Employees of vendors whose equipment was deployed refused to interact with observers, Kitcat adds. “No one would really say what was going on,” Kitcat says. “It was all so mysterious.”
However, observers did identify potential security problems. The report includes photographs of PC workstations and hubs with open ports, a possible security risk.
“Network hubs were left on the floor with power and network connections loose,” the report says. “In one case in Edinburgh, a hub was observed in easy reach of attendees, with ports free lying beneath a table, providing an opportunity for unauthorized access to the e-counting system’s network.”
e-Counting scanners proved finicky due to incorrect paper sizes, scanner sensitivity and trouble in handling low-quality perforations on ballots. The most curious error in e-counting occurred in a ward in Breckland, England, where voters were given two ballots: one each for district council and parish elections.
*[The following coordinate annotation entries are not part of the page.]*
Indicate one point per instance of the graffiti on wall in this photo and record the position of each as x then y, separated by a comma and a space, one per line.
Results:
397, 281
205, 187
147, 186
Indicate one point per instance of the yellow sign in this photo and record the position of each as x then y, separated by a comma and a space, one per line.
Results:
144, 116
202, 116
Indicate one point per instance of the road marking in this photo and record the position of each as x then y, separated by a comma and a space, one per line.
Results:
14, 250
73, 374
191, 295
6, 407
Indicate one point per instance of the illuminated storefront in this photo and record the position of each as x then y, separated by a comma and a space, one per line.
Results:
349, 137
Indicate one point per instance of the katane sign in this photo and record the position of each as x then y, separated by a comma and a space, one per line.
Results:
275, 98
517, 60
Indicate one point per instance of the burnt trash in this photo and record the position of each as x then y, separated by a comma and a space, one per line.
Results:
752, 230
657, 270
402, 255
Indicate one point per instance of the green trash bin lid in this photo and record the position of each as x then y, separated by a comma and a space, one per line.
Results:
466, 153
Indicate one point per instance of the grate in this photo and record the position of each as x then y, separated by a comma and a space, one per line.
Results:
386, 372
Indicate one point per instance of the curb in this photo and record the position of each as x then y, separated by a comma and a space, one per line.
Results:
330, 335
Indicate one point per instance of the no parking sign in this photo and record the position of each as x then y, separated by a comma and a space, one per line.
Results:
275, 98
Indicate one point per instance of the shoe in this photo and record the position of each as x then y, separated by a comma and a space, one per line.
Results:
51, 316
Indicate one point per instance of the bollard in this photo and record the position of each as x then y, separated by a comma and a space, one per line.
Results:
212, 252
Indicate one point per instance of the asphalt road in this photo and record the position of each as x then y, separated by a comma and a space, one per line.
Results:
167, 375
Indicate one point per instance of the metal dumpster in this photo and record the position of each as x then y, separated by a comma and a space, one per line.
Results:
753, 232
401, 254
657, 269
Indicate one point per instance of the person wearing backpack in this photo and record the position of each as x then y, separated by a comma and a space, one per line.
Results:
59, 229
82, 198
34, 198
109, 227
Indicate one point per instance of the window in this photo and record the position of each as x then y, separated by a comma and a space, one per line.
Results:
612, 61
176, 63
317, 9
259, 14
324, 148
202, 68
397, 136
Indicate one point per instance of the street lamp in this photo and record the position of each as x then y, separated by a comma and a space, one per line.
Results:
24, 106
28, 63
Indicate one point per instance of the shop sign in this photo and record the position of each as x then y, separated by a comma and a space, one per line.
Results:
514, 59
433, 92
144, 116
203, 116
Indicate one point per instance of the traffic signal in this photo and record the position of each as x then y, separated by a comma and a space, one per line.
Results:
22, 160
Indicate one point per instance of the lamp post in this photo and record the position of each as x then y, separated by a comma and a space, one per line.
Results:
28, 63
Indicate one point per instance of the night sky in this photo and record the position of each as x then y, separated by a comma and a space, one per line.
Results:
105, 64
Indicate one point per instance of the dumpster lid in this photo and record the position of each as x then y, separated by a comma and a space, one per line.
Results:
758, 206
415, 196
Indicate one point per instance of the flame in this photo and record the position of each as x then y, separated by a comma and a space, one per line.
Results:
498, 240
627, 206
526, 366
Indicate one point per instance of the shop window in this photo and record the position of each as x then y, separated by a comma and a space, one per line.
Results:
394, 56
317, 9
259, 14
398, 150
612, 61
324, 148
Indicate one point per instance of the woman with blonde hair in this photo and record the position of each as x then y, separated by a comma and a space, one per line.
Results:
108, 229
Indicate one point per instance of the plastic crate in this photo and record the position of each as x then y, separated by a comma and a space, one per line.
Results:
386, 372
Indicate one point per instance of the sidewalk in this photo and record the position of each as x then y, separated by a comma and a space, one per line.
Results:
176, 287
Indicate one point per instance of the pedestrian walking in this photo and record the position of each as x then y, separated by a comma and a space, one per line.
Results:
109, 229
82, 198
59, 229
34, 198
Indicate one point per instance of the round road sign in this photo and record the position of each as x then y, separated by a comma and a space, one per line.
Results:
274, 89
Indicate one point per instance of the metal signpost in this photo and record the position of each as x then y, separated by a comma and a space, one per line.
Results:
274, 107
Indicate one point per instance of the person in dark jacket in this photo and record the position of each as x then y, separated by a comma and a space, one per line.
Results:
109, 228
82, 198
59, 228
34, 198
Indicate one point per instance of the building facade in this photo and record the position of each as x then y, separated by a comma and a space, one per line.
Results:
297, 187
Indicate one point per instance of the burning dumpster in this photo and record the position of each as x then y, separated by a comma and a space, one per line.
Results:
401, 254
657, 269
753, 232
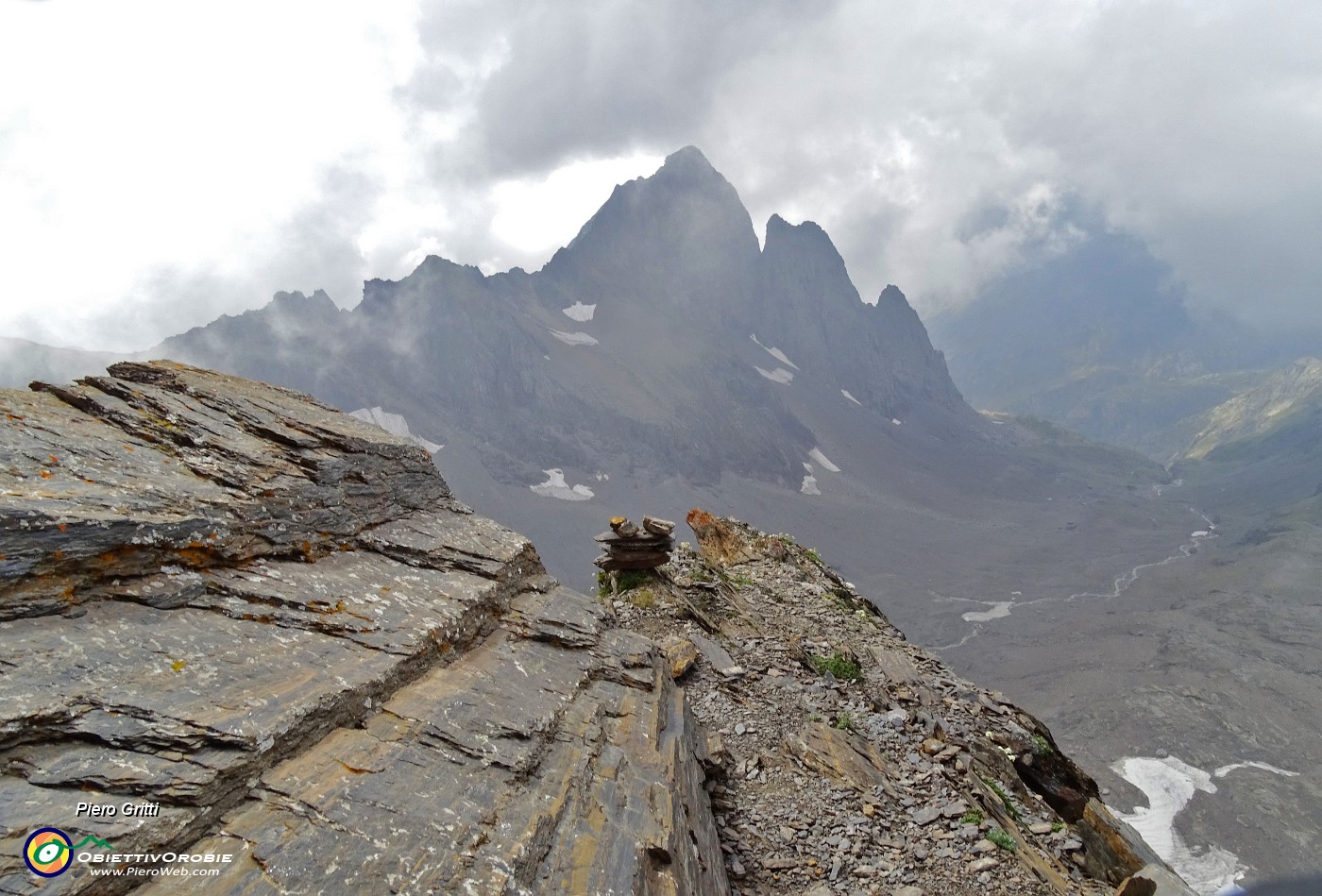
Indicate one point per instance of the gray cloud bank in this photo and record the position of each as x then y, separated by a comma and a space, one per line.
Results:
939, 143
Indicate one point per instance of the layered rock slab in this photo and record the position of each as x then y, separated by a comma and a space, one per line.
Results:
274, 621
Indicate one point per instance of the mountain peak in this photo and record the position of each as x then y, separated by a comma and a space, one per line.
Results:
689, 161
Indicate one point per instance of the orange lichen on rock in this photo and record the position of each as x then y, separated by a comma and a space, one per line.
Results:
718, 542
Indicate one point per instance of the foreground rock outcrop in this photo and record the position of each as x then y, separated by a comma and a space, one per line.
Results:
263, 629
274, 622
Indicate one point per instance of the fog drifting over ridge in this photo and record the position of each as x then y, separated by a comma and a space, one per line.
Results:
161, 165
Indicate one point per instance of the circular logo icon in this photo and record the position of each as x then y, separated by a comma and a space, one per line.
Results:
48, 853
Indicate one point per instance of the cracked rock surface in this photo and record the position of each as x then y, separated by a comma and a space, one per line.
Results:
274, 621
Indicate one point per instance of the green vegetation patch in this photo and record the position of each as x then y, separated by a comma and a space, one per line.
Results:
627, 581
839, 665
1005, 797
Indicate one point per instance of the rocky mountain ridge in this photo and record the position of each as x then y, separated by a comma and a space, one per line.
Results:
275, 622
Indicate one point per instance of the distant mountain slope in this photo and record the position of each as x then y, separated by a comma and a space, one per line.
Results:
661, 361
1279, 403
1099, 341
661, 341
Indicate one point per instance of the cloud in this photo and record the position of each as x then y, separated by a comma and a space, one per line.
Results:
936, 143
1193, 126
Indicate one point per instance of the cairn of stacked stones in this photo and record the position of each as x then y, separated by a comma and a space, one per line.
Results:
630, 548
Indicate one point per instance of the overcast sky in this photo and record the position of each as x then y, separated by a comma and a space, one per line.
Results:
162, 162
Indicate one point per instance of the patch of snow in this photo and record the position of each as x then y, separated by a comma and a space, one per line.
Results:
1169, 786
1000, 609
574, 339
394, 425
777, 376
555, 486
776, 353
579, 313
816, 453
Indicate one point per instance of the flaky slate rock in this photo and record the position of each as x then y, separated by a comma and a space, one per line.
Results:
275, 622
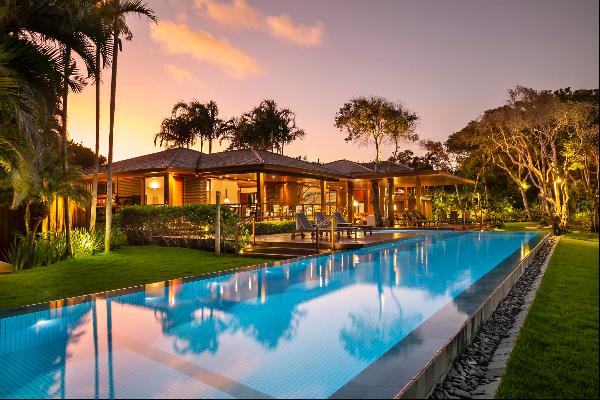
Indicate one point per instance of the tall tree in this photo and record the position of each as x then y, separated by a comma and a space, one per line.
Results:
116, 11
216, 128
103, 44
375, 120
265, 127
45, 35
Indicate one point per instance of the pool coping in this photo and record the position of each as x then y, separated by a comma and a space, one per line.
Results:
105, 294
408, 376
413, 367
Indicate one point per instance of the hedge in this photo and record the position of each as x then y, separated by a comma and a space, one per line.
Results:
180, 226
270, 227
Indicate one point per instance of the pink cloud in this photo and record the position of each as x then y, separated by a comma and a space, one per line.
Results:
240, 15
180, 39
283, 27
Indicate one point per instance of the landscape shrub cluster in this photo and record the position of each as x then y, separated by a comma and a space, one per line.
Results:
43, 249
190, 226
271, 227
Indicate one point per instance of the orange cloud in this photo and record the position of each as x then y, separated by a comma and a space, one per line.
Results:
182, 75
235, 15
240, 15
283, 27
201, 45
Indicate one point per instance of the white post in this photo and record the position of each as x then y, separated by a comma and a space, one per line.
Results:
218, 224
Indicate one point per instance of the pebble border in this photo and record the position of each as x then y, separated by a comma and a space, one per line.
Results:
477, 372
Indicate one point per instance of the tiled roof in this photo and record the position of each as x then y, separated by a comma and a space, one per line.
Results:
348, 167
172, 158
248, 157
355, 169
386, 166
182, 158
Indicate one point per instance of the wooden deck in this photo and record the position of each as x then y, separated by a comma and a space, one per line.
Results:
282, 245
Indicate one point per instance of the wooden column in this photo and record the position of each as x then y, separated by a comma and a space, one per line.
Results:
166, 188
143, 190
260, 190
390, 201
418, 205
323, 191
350, 200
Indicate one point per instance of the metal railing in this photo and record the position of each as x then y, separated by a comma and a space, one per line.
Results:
280, 211
331, 230
243, 222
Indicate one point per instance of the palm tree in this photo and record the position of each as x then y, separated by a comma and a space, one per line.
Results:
102, 48
216, 128
196, 116
37, 41
175, 132
116, 11
265, 127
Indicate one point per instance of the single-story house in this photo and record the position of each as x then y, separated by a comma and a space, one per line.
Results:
269, 185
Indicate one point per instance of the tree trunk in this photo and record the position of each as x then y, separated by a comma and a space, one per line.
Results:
113, 95
525, 203
94, 201
375, 202
65, 154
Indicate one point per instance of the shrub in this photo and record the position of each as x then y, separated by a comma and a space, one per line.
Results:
31, 251
84, 243
271, 227
185, 226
Officials tried an electronic count, but came up with far fewer district ballots than parish ballots, when the two counts should be roughly the same, Kitcat says. A manual recount turned up about 56 per cent more district council ballots.
“We haven’t been given an explanation by the election official or suppliers,” Kitcat says.
In Scotland, observers note that election officials could log into the e-counting software merely by scanning a barcode on their identification badges, which the Open Rights Group cite as another security concern.
Some election officials were positive about using new election technologies, but “the lack of general technical understanding and knowledge about the e-counting and e-voting systems across election staff was perturbing,” the report says.